Femme Fatale demonstrates the resilience of femme-identifying filmmakers

From narrative films to political documentaries to abstract and surrealist productions, the Femme Fatale Film Festival has something for every type of film lover. The festival offers young women and femme-identifying filmmakers a means to showcase their work in an inclusive and empowering space. 

Festival director Astrid Mohr, U2 Arts, explained that in her final year at Etobicoke School of the Arts, she envisioned starting a film festival designed for femme-identifying and women filmmakers as her final project for an Arts Management course. Mohr spoke with //The McGill Tribune// about how Femme Fatale started and grew since its conception in 2018. 

“I remember being in grade 12 […] and [feeling] that there weren’t a lot of spaces for women to gather in film,” Mohr said. “I wanted to create a space where women could […] celebrate each other’s work [….] We held [the first festival] at the Revue [cinema] in Toronto [and] it was mostly films from other filmmakers at the school. The first year, we had like maybe 35 people come.” 

Since its first year, Femme Fatale has grown and expanded its film submissions beyond Mohr’s high school. Mohr explained that she had plans to sell out the Revue and host an after-party for this year’s festival, but the pandemic forced her to shift course. Despite the drawbacks of hosting the festival online, Mohr described the shift as a blessing in disguise as it allowed her to expand Femme Fatale’s scope. By collecting submissions online through FilmFreeway, Femme Fatale received over 1,700 submissions from filmmakers across the globe. 

“When I first realized we wouldn’t be able to host it in person, I was pretty down about that, especially because I […] want to build a community and being able to physically gather in a space […] feels so important to that,” Mohr said. “But I realized [that] it’s more [about] having people in conversation with each other.”

By hosting a virtual after-party with the film directors, Mohr explained that her team could engage with the filmmakers more closely than in previous years.
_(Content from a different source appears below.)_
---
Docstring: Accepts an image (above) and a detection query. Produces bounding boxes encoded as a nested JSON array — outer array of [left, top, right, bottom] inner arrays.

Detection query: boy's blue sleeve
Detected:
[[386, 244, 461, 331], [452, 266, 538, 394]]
Mohr also started a podcast to increase Femme Fatale’s year-round programing. 

“I’ve been interviewing female filmmakers,” Mohr said. “I think that was something we wouldn’t have done if we didn’t have this […] online platform [….] I’m really grateful to be able to have those conversations with all of those ladies because they are all just fascinating and super talented people.” 

Mohr also discussed the effect that the pandemic has had on the topics filmmakers decide to explore.
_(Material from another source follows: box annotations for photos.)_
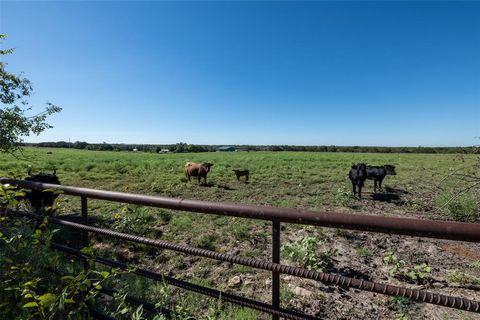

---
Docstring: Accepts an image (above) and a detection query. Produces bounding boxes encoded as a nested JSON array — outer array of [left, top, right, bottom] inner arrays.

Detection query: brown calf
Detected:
[[184, 162, 213, 184]]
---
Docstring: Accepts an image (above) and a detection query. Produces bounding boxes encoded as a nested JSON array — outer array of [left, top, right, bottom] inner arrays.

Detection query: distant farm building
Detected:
[[217, 146, 237, 152]]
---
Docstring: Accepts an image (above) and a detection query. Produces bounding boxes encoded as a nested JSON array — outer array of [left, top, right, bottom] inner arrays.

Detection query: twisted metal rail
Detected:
[[0, 178, 480, 242], [50, 243, 318, 320], [10, 210, 480, 313]]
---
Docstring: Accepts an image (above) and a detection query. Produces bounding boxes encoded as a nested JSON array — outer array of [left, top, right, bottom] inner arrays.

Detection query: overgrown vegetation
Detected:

“For some people, it [felt] like documentaries [became] so much more relevant because it feels really important to document the world right now,” Mohr said. “For some […] it makes so much more sense to do something completely fantastical and separate from everything that’s going on. ”

Italian filmmaker Livia Oya Proto directed a short called //Mutations// for the festival, which followed a woman living alone in her apartment during the COVID-19 lockdown. Other highlights from the festival included a satirical short by Canadian filmmaker Céline Floyd called //Museum,// which commented on rape culture by walking the viewer through various stereotypical scenes of gendered sexual harassment. In their film, //Outgrowing my shoes//, directors Grace Conley and Kaya Trefz highlighted the experience of a young woman growing up and learning how to say goodbye to childhood without completely abandoning the lessons it taught her. 

Although this year has certainly had its fair share of challenges, Femme Fatale demonstrates that creatives are resilient and willing to adapt to the new circumstances by continuing to use their craft to bring people joy and entertainment. The festival offers women and femme-identifying filmmakers a space to showcase their work for a wide audience and discuss their experiences in the film industry.